Nr. 28 BRIEF VAN DE MINISTER VAN BUITENLANDSE ZAKEN

Aan de Voorzitter van de Tweede Kamer der Staten-Generaal

Den Haag, 8 november 2021

Middels deze brief kom ik tegemoet aan de wens omtrent een reactie op het bericht dat journalist Tom Vennink door Rusland is uitgezet, die de Vaste Kamercommissie Buitenlandse zaken mij op 4 november j.l. per brief deed toekomen.

Correspondent van de Volkskrant in de Russische Federatie Vennink kreeg op maandag 1 november te horen dat zijn verblijfsvergunning voor Rusland werd ingekort tot 3 november 2021 en dat hem tot 1 januari 2025 toegang tot dat land ontzegd wordt. Als gevolg hiervan was hij genoodzaakt het land op woensdag 3 november te verlaten.

Dit bericht kwam als een onverwachte tegenslag voor alle betrokkenen, in de eerste plaats de heer Vennink. Het is niet acceptabel wanneer een journalist een land tegen zijn wil moet verlaten. Persvrijheid is een groot goed.

Onze ambassadeur in Moskou heeft direct bij het Russische BZ om opheldering gevraagd. Ook in Den Haag werd de Russische ambassadeur om opheldering gevraagd, waarbij sterk is aangedrongen het besluit te herzien en is aangegeven dat Nederland een dergelijke aantasting van de persvrijheid volstrekt onacceptabel vindt. Onderwijl is er nauw contact onderhouden met de Volkskrant.

Rusland noemt administratieve veroordelingen uit 2019 en 2020 als reden voor het inkorten van het visum en het inreisverbod.

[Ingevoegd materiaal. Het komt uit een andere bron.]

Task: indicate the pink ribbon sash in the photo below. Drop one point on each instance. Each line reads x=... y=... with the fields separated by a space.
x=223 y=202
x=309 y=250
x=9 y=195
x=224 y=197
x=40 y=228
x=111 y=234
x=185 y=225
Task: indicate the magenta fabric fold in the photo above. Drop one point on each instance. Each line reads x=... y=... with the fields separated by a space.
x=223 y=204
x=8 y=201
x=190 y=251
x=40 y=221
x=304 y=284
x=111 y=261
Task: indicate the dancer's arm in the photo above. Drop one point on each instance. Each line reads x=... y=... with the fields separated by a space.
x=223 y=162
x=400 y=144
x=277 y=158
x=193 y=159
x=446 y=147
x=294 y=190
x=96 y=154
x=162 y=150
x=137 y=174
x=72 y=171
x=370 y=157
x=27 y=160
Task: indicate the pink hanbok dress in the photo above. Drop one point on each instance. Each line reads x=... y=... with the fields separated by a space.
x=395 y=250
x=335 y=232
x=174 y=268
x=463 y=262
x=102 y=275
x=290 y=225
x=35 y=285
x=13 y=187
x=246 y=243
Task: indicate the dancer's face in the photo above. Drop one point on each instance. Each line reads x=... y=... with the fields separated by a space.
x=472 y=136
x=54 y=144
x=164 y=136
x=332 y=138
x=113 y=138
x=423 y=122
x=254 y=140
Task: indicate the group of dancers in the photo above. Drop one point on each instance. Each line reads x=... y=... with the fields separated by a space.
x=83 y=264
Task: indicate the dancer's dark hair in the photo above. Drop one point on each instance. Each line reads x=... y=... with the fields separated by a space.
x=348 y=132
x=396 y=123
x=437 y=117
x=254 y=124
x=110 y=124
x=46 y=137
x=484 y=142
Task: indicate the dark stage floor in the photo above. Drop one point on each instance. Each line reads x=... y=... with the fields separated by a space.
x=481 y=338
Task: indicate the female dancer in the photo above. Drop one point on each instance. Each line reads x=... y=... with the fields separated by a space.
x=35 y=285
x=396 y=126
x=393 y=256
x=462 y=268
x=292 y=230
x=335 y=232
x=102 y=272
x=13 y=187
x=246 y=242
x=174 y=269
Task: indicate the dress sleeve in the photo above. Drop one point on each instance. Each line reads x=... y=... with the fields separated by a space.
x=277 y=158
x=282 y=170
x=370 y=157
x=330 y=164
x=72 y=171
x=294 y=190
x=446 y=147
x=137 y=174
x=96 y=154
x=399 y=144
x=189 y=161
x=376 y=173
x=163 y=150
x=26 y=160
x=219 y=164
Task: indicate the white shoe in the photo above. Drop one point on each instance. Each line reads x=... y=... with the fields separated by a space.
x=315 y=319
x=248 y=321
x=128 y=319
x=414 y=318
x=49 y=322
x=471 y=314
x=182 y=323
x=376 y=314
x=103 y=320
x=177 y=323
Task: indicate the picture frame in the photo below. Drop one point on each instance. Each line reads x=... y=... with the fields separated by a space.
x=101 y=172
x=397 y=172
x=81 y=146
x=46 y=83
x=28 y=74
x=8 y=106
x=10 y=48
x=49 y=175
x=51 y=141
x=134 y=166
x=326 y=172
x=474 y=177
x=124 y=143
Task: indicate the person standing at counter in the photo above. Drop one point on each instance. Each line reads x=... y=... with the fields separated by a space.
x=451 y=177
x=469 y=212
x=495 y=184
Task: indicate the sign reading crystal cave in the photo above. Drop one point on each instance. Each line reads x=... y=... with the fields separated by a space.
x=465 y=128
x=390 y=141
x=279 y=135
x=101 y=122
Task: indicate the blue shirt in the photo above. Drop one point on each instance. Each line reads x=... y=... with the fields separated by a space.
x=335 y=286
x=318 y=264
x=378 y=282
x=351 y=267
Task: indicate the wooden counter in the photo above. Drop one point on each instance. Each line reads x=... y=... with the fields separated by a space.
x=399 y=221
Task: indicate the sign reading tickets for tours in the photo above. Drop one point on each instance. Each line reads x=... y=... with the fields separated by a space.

Daar de overtredingen in het verleden plaatshadden is deze uitleg onbevredigend.

Nederland zal daarom in contact met Rusland blijven aandringen op het herzien van dit verregaande besluit. De inzet van Nederland is voorts dat de Volkskrant zijn werkzaamheden in Moskou kan voortzetten. Het is tegelijkertijd belangrijk om hierbij realistisch te zijn. De autoriteiten van de Russische federatie gaan over de toegang tot hun land.

Het is zorgelijk dat het werk van onafhankelijke media en journalisten in Rusland steeds verder wordt ingeperkt. Uw Kamer is bekend met de hoge prioriteit die Nederland in zijn mensenrechtenbeleid geeft aan het bevorderen van de vrijheid van meningsuiting wereldwijd, met bijzondere aandacht voor persvrijheid en de veiligheid van journalisten. Die lijn zullen wij consequent blijven uitdragen.